Fossil representation: Many specimens.
Barbourofelis
is easily one of the largest of the ‘false
sabre-toothed cats’
which were carnivorous mammals that through convergent evolution
evolved to be very much like cats in form even though they are in fact
quite distantly related. For this reason Barbourofelis
is often
quoted as being a member of the Nimravidae, a large group of false
sabre toothed cats, although most palaeontologists place
Barbourofelis within its own related but distinct
group; the
Barbourofelidae.
Barbourofelis
was a
powerfully built predator with a skeletal structure that is indicative
of a strongly developed musculature similar in scale to the much later
and true sabre-toothed cat Smilodon
populator. This hints that like
Smilodon populator, Barbourofelis
was very
physical in its attacks
upon animals, subduing them with brute strength before using its
enlarged sabre like upper canines to deliver a killing bite.
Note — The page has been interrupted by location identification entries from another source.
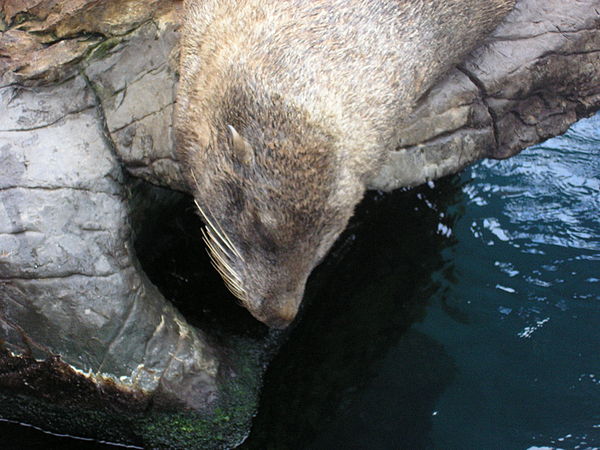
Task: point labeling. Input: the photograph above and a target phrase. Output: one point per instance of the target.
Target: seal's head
(267, 226)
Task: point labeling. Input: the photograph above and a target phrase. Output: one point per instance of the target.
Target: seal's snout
(279, 314)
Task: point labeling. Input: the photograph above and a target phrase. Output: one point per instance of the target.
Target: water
(502, 349)
(464, 314)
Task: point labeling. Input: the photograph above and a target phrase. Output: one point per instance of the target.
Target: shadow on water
(359, 304)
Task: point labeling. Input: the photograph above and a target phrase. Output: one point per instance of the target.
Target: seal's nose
(279, 313)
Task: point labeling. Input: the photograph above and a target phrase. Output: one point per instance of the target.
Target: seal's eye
(265, 236)
(235, 196)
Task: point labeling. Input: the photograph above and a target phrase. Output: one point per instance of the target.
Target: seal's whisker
(222, 261)
(213, 225)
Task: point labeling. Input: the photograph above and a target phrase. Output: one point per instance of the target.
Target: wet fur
(285, 111)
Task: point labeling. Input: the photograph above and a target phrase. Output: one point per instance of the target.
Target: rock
(86, 101)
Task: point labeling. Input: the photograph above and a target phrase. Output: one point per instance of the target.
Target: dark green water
(497, 346)
(460, 315)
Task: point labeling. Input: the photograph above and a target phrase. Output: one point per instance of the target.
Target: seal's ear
(243, 151)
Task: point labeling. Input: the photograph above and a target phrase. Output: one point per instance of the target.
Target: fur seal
(285, 111)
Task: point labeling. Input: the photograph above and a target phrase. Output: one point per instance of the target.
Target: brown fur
(314, 91)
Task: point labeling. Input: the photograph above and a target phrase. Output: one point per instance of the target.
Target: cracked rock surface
(87, 91)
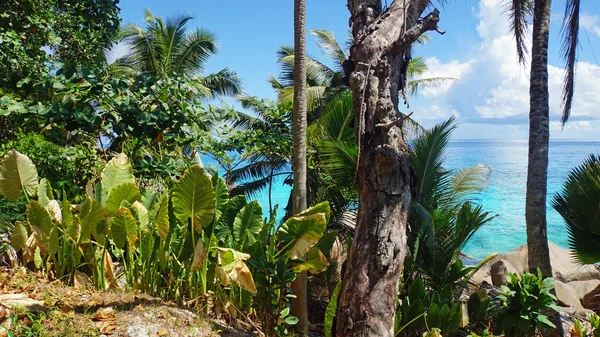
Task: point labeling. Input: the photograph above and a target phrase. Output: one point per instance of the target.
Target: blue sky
(490, 99)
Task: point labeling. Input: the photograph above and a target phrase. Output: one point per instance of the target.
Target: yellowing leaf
(194, 198)
(19, 236)
(123, 228)
(118, 171)
(53, 208)
(199, 255)
(315, 262)
(125, 192)
(17, 172)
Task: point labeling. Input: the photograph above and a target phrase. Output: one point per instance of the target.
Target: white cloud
(492, 95)
(591, 23)
(451, 70)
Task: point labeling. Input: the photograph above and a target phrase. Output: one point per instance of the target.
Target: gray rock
(499, 272)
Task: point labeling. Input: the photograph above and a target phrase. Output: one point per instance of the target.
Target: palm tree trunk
(369, 295)
(299, 204)
(539, 135)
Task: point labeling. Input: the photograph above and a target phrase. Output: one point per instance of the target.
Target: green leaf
(37, 258)
(331, 310)
(161, 221)
(53, 245)
(194, 198)
(39, 219)
(141, 215)
(124, 192)
(304, 230)
(123, 228)
(291, 320)
(118, 171)
(19, 236)
(17, 172)
(44, 192)
(247, 225)
(315, 262)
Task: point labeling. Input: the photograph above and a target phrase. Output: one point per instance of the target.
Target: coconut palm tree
(578, 204)
(324, 81)
(165, 47)
(299, 161)
(539, 131)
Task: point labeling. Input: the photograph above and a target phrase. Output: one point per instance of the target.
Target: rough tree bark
(380, 55)
(539, 135)
(299, 204)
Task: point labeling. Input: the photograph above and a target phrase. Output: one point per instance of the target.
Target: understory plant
(522, 307)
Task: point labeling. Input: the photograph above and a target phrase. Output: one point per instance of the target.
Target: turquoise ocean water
(505, 194)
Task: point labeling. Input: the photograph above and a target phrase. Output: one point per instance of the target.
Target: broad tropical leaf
(199, 255)
(194, 198)
(141, 215)
(161, 221)
(19, 236)
(247, 225)
(232, 264)
(17, 173)
(315, 262)
(39, 219)
(123, 228)
(128, 192)
(304, 229)
(44, 192)
(118, 171)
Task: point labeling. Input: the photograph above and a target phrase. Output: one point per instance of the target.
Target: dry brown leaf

The
large size also hints at a specialisation in slower but more powerful
prey like primitive rhinos that would have been very common in North
America during the Miocene.
Barbourofelis
was not the
only false sabre-toothed cat in North America, although the other
earlier forms such as nimravids like Nimravus
and Hoplophoneus
were much smaller. The main predatory
competition for Barbourofelis would have been bear
dogs like Amphicyon
that were also very large and powerful predators. However niether
Barbourofelis nor Amphicyon
lived beyond the Miocene, and it’s
thought that a combination of climate change yielding new herbivores
and new more advanced predators to hunt them displaced these two
powerful animals as top predators, with extinction soon following.
Further reading
- Bulletin of the Nebraska State Museum 9(1). - C. B. Schultz et al -
1970.
- Barbourofelis (Nimravidae) and Nimravides
(Felidae), with a
Description of Two New Species from the Late Miocene of Florida. -
Journal of Mammalogy 62(1):122-139. - J. A. baskin - 1981.